You upgraded from the thunderbolt I see!

Sent from my SCH-I535 using RootzWiki


----------



## inline6power (Jun 20, 2011)

trendsetter37 said:


> You upgraded from the thunderbolt I see!
> 
> Sent from my SCH-I535 using RootzWiki


went from eris to tbolt to gnex to sgs3 lol.keeping the gnex because I could never get rid of that phone lol

Sent from my sgs3 using Tapatalk 2


----------



## trendsetter37 (Aug 16, 2011)

I hear that!

Sent from my SCH-I535 using RootzWiki


----------



## idelgado782 (Aug 23, 2011)

Hey op, you downloaded and followed the directions and once that was done you were able to successfully open wallet. I'm using a stock rooted rom.

Sent from a sexy a** Galaxy S III


----------



## wera750 (Sep 23, 2011)

Any update if this is physically working on vzw yet?
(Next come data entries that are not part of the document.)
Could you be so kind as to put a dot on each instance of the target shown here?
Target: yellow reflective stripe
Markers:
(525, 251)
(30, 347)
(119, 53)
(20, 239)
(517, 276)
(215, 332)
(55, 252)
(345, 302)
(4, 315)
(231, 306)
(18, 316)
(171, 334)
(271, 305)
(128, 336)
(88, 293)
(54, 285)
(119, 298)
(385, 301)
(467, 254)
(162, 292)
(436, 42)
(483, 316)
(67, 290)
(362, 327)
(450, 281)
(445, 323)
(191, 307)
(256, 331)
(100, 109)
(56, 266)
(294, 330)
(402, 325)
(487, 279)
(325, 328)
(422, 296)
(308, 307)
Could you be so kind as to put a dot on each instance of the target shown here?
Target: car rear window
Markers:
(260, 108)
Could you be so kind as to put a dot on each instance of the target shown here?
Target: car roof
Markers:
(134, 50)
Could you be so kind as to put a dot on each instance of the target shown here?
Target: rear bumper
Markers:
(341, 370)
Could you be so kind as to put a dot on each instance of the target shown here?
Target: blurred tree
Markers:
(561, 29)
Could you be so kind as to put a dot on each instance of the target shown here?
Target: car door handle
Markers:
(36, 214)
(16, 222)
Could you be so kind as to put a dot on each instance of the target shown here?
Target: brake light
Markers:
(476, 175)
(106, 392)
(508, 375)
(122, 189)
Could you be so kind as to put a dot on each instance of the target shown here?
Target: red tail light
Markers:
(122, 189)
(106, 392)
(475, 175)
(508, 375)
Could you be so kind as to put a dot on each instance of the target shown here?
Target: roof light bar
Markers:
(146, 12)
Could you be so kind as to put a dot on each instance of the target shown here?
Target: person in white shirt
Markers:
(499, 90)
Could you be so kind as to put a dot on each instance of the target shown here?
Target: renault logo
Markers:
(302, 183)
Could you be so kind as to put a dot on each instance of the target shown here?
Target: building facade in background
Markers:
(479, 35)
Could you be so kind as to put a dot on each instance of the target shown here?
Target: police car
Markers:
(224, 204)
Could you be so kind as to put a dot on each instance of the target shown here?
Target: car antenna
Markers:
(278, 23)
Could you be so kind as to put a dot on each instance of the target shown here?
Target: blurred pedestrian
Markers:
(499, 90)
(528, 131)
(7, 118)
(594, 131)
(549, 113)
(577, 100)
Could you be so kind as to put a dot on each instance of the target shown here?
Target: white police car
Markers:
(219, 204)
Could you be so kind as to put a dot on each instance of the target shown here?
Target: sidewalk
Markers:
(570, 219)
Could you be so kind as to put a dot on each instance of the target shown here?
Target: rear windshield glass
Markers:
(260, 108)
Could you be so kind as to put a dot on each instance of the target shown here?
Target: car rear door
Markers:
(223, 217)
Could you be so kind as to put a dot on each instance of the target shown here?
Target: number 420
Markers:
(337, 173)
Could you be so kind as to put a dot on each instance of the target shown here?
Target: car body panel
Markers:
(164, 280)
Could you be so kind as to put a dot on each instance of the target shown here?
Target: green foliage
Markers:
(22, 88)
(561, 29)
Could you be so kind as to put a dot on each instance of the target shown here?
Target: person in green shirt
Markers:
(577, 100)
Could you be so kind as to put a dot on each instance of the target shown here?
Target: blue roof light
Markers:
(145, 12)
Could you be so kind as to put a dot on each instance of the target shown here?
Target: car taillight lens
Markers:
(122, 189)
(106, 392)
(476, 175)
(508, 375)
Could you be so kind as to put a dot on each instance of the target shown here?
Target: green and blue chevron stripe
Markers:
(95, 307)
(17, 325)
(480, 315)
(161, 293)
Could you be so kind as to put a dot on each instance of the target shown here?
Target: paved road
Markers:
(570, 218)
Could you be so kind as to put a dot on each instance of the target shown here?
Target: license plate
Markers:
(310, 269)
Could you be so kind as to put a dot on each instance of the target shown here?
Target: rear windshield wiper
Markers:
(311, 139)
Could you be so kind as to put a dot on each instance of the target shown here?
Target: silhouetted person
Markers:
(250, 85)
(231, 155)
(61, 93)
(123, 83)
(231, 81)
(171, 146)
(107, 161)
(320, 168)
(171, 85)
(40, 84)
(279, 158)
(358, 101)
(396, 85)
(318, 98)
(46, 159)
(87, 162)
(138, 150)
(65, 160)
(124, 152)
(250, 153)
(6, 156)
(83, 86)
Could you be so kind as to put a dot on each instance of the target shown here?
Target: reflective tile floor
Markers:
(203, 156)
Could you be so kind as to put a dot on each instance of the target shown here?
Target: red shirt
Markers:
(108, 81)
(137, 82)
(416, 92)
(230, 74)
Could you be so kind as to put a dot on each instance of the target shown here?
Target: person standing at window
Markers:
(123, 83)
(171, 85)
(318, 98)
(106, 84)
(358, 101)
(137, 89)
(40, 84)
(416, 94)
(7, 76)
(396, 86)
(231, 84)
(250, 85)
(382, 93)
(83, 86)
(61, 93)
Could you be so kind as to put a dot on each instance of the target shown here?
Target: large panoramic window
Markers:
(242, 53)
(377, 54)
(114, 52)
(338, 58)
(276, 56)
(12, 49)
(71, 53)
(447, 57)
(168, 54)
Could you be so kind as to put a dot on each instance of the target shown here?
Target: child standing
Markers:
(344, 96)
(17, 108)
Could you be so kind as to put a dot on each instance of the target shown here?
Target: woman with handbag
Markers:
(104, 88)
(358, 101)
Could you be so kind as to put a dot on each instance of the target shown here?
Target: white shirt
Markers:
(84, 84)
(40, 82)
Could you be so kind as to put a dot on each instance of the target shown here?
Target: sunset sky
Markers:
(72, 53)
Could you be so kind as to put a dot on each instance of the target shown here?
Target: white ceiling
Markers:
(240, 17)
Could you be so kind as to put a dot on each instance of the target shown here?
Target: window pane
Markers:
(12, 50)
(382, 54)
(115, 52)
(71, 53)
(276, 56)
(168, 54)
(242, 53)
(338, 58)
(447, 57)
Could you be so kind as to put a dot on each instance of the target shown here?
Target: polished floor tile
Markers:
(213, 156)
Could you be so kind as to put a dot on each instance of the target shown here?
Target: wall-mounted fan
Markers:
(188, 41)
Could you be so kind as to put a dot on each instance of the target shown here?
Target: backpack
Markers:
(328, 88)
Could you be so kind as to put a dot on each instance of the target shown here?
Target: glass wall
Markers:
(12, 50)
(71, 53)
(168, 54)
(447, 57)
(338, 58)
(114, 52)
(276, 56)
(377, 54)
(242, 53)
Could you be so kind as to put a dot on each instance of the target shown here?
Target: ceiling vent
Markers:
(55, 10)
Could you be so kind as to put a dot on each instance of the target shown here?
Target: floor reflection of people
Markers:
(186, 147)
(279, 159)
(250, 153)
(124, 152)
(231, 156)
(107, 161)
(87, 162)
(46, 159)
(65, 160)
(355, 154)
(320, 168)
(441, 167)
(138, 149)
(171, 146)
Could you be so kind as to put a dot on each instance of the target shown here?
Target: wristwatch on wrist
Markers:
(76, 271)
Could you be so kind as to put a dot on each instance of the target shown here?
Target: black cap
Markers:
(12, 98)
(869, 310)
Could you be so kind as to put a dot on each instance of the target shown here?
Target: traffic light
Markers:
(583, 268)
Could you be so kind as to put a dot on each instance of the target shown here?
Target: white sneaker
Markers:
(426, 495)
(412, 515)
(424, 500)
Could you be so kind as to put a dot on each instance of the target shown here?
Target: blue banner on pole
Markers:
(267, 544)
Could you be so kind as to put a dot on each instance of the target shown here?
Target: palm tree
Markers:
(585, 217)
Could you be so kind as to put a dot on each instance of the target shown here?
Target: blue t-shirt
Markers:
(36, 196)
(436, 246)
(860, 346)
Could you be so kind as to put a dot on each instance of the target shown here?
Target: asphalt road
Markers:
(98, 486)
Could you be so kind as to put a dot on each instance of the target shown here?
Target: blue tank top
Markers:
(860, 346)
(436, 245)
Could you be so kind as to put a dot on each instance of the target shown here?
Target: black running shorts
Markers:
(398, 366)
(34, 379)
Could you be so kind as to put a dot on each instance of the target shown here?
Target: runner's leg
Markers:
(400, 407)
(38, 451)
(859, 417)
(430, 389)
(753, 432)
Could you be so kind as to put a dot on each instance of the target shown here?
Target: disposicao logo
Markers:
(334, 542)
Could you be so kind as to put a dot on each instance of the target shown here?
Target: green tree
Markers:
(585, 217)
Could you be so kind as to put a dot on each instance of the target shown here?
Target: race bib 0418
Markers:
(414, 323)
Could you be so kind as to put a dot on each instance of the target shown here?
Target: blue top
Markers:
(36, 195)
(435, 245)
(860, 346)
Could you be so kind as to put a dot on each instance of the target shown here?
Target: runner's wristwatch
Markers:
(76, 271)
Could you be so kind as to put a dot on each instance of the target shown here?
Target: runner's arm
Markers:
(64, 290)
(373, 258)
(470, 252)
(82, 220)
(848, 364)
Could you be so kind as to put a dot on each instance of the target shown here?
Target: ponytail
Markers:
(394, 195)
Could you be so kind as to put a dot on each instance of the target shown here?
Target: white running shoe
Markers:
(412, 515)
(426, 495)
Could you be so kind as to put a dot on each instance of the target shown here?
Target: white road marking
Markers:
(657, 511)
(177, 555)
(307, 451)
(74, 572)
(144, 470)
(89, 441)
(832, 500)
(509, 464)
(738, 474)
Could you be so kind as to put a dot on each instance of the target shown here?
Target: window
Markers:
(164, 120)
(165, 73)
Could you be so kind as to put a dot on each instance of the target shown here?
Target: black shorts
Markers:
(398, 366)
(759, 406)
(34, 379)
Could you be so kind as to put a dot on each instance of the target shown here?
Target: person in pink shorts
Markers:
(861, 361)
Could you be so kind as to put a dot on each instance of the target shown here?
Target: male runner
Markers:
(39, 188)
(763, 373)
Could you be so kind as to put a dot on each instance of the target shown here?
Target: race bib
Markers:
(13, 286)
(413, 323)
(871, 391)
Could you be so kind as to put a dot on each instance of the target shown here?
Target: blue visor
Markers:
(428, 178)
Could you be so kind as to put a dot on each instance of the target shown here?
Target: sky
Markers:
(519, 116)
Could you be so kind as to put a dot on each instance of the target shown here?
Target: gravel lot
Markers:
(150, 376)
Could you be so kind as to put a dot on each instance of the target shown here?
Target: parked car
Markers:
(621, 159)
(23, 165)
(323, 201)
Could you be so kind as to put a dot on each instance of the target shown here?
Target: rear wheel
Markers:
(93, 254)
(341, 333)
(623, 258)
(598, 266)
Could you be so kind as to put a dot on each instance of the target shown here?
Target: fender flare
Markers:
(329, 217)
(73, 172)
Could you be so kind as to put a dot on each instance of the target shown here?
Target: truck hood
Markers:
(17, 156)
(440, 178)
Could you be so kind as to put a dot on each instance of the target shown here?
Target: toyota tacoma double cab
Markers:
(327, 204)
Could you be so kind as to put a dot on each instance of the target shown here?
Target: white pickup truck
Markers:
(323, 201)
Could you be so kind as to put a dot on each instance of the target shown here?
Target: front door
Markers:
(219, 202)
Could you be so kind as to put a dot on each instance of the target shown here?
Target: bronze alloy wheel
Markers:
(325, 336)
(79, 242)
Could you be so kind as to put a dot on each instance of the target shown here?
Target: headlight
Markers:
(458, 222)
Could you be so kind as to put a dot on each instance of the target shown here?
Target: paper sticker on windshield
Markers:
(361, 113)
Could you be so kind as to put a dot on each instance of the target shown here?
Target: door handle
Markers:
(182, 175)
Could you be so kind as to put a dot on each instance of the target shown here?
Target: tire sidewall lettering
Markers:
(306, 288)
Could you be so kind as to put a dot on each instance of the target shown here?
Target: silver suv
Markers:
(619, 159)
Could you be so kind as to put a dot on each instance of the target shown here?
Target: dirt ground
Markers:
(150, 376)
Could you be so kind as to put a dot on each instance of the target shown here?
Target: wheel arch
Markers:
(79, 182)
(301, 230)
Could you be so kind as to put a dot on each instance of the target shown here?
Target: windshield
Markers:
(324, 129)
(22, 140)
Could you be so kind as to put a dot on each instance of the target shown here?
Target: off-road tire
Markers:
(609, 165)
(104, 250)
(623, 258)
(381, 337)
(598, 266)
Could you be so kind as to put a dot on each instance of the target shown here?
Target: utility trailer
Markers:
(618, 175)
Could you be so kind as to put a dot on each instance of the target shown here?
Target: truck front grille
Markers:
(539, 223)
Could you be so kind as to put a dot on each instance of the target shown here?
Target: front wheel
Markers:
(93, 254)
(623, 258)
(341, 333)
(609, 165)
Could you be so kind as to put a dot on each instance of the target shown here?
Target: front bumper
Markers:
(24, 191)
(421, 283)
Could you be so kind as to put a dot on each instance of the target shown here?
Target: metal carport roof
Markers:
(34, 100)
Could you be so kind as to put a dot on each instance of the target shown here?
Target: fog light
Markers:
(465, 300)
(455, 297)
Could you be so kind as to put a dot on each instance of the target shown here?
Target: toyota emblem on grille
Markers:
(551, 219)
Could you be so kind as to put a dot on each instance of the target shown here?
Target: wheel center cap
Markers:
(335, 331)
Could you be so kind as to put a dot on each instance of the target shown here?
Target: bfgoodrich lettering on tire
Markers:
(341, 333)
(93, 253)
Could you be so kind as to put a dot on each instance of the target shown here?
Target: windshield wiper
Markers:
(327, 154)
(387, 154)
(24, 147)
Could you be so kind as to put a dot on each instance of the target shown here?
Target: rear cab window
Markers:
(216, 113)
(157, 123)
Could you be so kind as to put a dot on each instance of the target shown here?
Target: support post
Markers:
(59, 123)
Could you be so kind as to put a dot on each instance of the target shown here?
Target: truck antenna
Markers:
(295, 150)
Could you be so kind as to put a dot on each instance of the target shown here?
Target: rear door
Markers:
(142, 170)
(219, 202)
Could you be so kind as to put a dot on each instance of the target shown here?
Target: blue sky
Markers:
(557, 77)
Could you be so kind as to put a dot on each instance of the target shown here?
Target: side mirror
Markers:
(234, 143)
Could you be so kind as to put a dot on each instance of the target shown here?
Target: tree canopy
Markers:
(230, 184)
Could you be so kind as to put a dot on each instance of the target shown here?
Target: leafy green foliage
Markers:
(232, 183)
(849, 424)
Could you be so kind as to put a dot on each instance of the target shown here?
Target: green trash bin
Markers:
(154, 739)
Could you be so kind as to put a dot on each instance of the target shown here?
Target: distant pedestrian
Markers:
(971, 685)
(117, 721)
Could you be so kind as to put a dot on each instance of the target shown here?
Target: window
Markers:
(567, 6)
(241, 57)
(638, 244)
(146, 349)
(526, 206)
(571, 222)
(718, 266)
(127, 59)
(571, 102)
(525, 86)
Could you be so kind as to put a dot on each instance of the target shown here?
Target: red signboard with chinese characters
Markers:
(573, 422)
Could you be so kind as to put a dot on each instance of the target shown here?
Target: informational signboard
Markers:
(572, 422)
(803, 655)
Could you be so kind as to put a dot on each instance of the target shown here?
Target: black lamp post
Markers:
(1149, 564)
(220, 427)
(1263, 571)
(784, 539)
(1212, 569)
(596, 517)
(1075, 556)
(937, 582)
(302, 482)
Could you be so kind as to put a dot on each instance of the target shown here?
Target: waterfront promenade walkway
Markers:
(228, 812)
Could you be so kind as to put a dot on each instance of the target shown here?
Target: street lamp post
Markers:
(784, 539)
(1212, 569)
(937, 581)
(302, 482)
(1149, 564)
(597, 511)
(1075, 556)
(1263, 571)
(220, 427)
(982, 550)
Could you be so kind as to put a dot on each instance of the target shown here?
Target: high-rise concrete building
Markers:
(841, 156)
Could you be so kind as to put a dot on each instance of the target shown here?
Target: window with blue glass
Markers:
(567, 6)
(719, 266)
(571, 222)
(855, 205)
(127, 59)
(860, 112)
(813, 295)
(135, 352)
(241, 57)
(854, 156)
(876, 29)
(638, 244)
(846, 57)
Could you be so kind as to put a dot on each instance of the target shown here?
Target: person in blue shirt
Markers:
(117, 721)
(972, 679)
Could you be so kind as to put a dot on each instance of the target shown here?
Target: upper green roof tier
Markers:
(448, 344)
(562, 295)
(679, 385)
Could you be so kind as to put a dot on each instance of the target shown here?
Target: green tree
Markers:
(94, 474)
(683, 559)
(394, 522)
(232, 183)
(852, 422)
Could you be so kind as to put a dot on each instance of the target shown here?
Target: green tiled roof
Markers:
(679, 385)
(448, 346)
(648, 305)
Sent from my SCH-I535 using RootzWiki


----------



## JCSIII79 (Mar 15, 2012)

Its not working yet I tried


----------



## inline6power (Jun 20, 2011)

I will take video of it working on my phone tomorrow

sent from my galaxy s3


----------



## JCSIII79 (Mar 15, 2012)

Then it would be great if you can do a log cat while making a purchase and send it to the dev

Sent from my Galaxy Nexus using RootzWiki


----------



## wera750 (Sep 23, 2011)

Video?

Sent from my SCH-I535 using RootzWiki


----------



## inline6power (Jun 20, 2011)

i will try to get the video up at lunch time. i am at work right now and i will also try to take a log cat of the process as well.


----------



## wera750 (Sep 23, 2011)

?

Sent from my SCH-I535 using RootzWiki


----------



## Dbow32 (Jul 14, 2011)

why won't it work on VZW? why does VZW stick their nose into everything? I'm getting really sick of their crap.


----------



## wadiesel (Jan 1, 2012)

Just went over the instructions on XDA - and gave it a try on my Verizon SGS3. It's legit!! Worked for me on the first try!!


----------